Walker should be a familiar name to progressive San Franciscans. When Daddy Bush appointed him in 1988, civil rights advocates were up in arms and we did our feeble best to prevent his confirmation. In too recent memory, as a partner in the corporate law firm of Pillsbury, Madison & Sutro, Walker had carried, and won, the copyright infringement case the United States Olympic Committee brought against the "Gay Olympics." No matter that the USOC had never moved against the Nebraska Rat Olympics or the Police Olympics. Queers were not to sully the good name of the sporting event.

And Walker wasn't just a dispassionate advocate for his client. We were particularly distressed when the USOC sought a damage lien against the house of Dr. Tom Waddell, founder of the Gay Olympics and a U.S. decathlete in the 1968 Mexico Olympics. Waddell died of AIDS in 1987. The "Gay Games" has since served to humanize LGBT people in five more quadrennial versions. It's now a fine international party.

Back then, lots of us loathed Walker.

''I think his lack of compassion and inhumanity and coerciveness certainly disqualify him from consideration for the Federal judiciary,'' said Mary Dunlap, a San Francisco lawyer who opposed Mr. Walker in the Olympics case.

New York Times,
January 14, 1988

Nobody paid much attention to outraged queers and friends in those days.

And Walker has gone on to become an interesting judge with an independent streak. Would that more judicial appointees showed his fiber.


Anonymous said...

And appointed by G.H.W. Bush no less.
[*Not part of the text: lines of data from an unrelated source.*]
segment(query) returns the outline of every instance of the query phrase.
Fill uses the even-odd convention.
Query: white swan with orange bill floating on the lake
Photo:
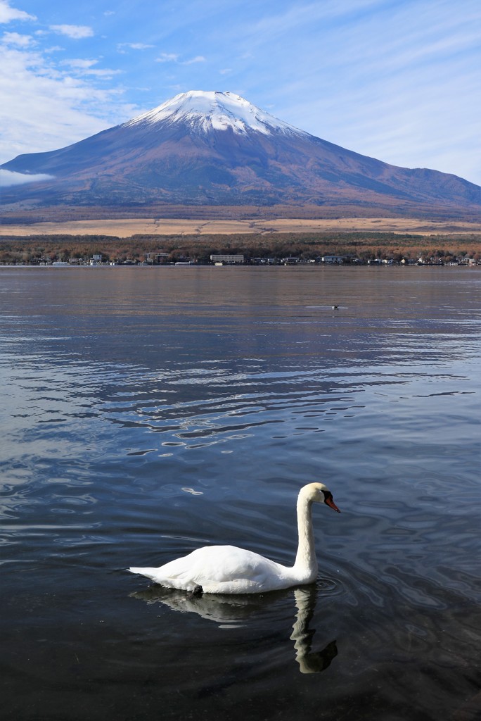
[[[295,564],[282,566],[252,551],[235,546],[206,546],[158,568],[129,570],[166,588],[194,593],[263,593],[312,583],[318,573],[315,557],[312,505],[325,503],[338,513],[330,490],[323,483],[309,483],[297,497],[299,545]]]

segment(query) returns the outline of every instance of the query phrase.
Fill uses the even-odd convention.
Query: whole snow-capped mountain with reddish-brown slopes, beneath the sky
[[[481,210],[481,187],[467,180],[343,149],[231,92],[181,93],[127,123],[60,150],[19,155],[0,170],[35,176],[3,189],[7,208],[30,203],[146,212],[163,204]]]

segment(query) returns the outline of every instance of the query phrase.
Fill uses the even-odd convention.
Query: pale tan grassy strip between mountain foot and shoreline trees
[[[378,232],[416,235],[477,234],[481,223],[462,221],[426,221],[418,218],[332,218],[307,220],[279,218],[269,220],[195,220],[176,218],[123,218],[112,220],[63,221],[0,226],[1,236],[29,235],[108,235],[130,238],[133,235],[226,235],[282,233]]]

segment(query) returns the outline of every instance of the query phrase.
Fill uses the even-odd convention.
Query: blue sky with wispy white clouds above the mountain
[[[0,162],[192,89],[481,185],[479,0],[0,0]]]

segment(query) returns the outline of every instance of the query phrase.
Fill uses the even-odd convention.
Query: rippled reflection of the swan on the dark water
[[[314,584],[285,591],[271,591],[265,595],[242,596],[185,593],[153,585],[130,593],[130,596],[145,603],[163,603],[172,611],[198,614],[203,619],[219,624],[220,628],[234,629],[242,626],[249,616],[265,609],[274,599],[289,596],[292,590],[297,609],[290,637],[294,641],[295,660],[299,664],[300,673],[320,673],[328,668],[338,650],[336,641],[331,641],[322,651],[311,651],[315,629],[310,629],[309,624],[313,619],[317,594]]]

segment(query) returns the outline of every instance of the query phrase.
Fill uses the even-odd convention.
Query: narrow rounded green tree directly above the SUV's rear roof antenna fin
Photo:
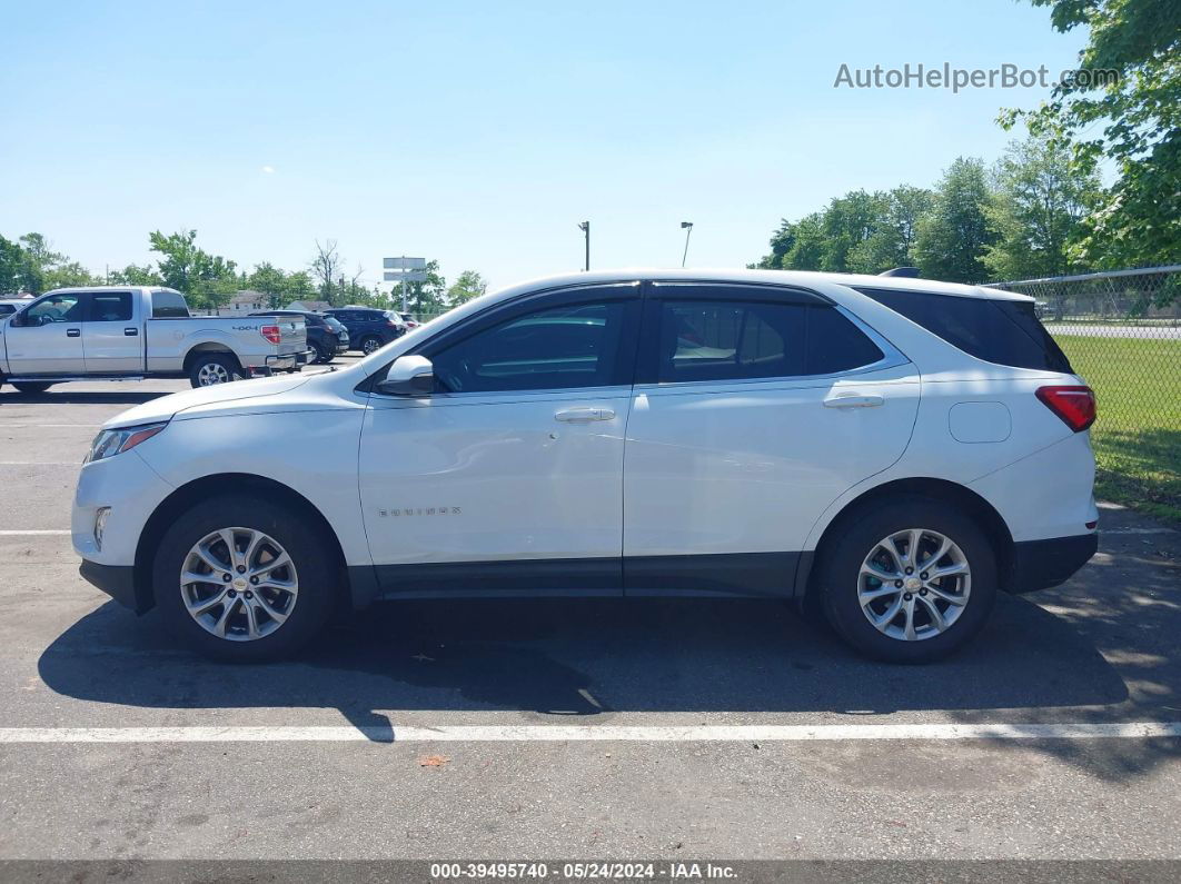
[[[988,198],[984,161],[959,157],[944,172],[914,234],[912,251],[924,276],[979,282],[987,275],[984,253],[996,238],[985,215]]]

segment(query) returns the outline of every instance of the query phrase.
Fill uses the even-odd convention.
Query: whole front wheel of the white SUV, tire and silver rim
[[[306,519],[267,500],[216,497],[183,513],[152,565],[156,605],[194,650],[227,662],[291,655],[329,622],[335,569]]]

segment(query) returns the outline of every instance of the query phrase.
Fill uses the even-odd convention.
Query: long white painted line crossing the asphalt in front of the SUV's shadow
[[[73,742],[808,742],[1181,736],[1181,721],[1074,725],[459,725],[441,727],[6,727],[2,744]]]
Walker is an interesting case--getting more independent the longer he's on the bench, though not known for being a passionate advocate of the rights of the citizenry.

Nell said...

Thanks for this, Jan; I hadn't known that history.

On the FISA main stage -- last-ditch efforts to get Senators to do the right thing on the vote this coming Tuesday the 8th --Thomas Nephew has a great round-up of information and links.